Mike snorted. "Oh, sure. They'll help — if they feel like it. If the same ones show up three days in a row."

It didn't sound like any Research and Development group I'd ever heard of. There was a good reason for that.
* * *

Mike and I were back in Dr. Daugherty's cluttered office; Tack had more-or-less diplomatically chased us out, promising updates, "the very first I find anything out."

Doc had no more set foot in the door and started to sit down than he suddenly was reminded of something. He stood right back up, grabbed a stack of printouts and exclaimed, "Class!"

"'Class?'" I asked, but I was asking a dust trail.

Mike smiled. "The class you have now missed a day and a half of. The plan was to take a little more time with the assembled amps, then I'd get you up to speed for Day Three."
We spent a little time figuring out what I needed to pick up. The relevant chapters of Surfing Through Hyperspace are the standard introductory text each side of the Line, of course, and the basics behind ultra-linear amplifiers, even solid-state ones, are a prerequisite of the job. The high-power solid-state silicon-carbide version is a little tricky and they are peculiar to the Far Edge, at least until now. Too, they don't look at the system in quite the same way — partially due to the WW II German tech they have and we lack, plus divergent developments from there — and as a result, the terms and even schematic symbols are quite a bit different.

Eventually, I got tangled up on something or other that I'd lose my Earthside vacation privileges if I got too specific about. I just couldn't quite wrap my mind around the notion and Mike admitted it was something he was a little shaky on himself. Finally, he came to some sort of decision. "Time to take a walk — I know a couple of guys over in R&D who might help."

I thought he was talking about elsewhere in the Irrational Numbers plant. Next thing I knew, I was following him out the front door, across the street and through a gate into Memorial Park. Both pillars were well-stenciled with "EARTHERS GO HOME," "NATO" under the circle-and-slash symbol and "NO MORE CRATERS," in an assortment of eye-searing colors.

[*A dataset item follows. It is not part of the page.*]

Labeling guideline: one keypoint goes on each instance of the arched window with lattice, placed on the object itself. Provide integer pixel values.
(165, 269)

It looked fresh.

Mike noticed me noticing. He said a word I missed — something "phage" — looking annoyed and embarrassed.

"What?"

He waved a hand towards the gate. "It won't last. I'm on the Park Committee. A coating on the concrete inhibits crosslinking and it was seeded with paint-eating bacteria. Gone by tomorrow. —Look, they are vocal but they mean no harm. Kids, mostly."

"Not in the habit of stealing 'Drive finals, then?" I asked.

"As far as I know."

"If I was inclined, this place could make me paranoid."

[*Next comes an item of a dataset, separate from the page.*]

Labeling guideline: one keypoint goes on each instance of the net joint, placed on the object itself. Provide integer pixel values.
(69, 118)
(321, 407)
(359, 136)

He smiled sourly but didn't say anything in reply. We walked across the park in silence, skirting the crater. On the far side, the rimwall had been graded down and one of the radial streets ran tangent to it. Across the street, the terrain swept down in a shallow swale and in it, a remarkable building with a huge and variegated series of roofs.

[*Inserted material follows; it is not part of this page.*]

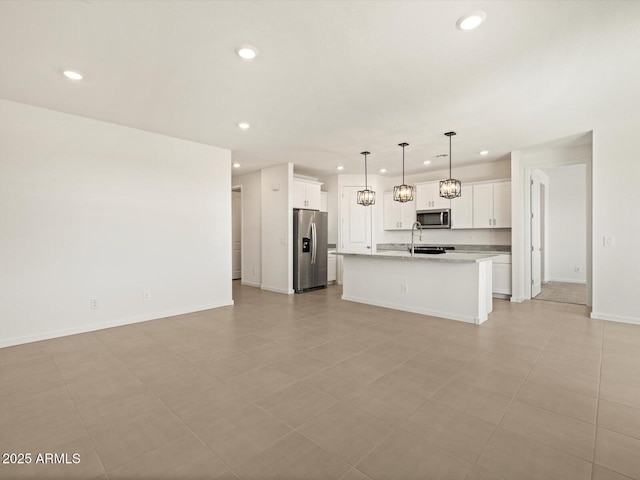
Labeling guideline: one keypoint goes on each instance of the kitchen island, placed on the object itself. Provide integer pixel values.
(457, 286)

As we got nearer, it seemed to be mostly roof, held up by pillars,posts and the occasional short, random-looking stretch of wall. Various smaller sheds and trailers were scattered around in the vast roofed-over space. In the distance, the harsh blue-white glare of a welder stood out; nearer, a delicious cooking smell mingled with woodsmoke where a couple of people tended a huge kettle over an open fire. It wasn't crowded but there were a fair number of people and machines about, most of them looking busy.

A well-worn graveled path led through a pair of telephone pole-sized pillars; on the right-hand one, an ornate, neatly hand-painted sign reading "TECHNICAL ASSISTANCE COOPERATIVE #68" was nailed up slightly askew; a different hand using electric-violet paint had added a large, sloppy question mark to the end and turned the "OO" of "cooperative" into crossed eyes. Below it, a thumbtacked paper labelled "A Codified Set Of The Builder's, Crafter's, Maker's Rules" had been overstamped with a circle-A in a star, the logo of the most rabid association of the FCS; "There are NO RULES" was scrawled across it.

I stopped and looked at Mike. "This is 'R & D?'"

He gave me a crooked grin. "Best on the planet. Only one on the planet. Where do you think Doc lives?"

Edgers: about the time they're starting to seem normal, they do something to remind you they're insane.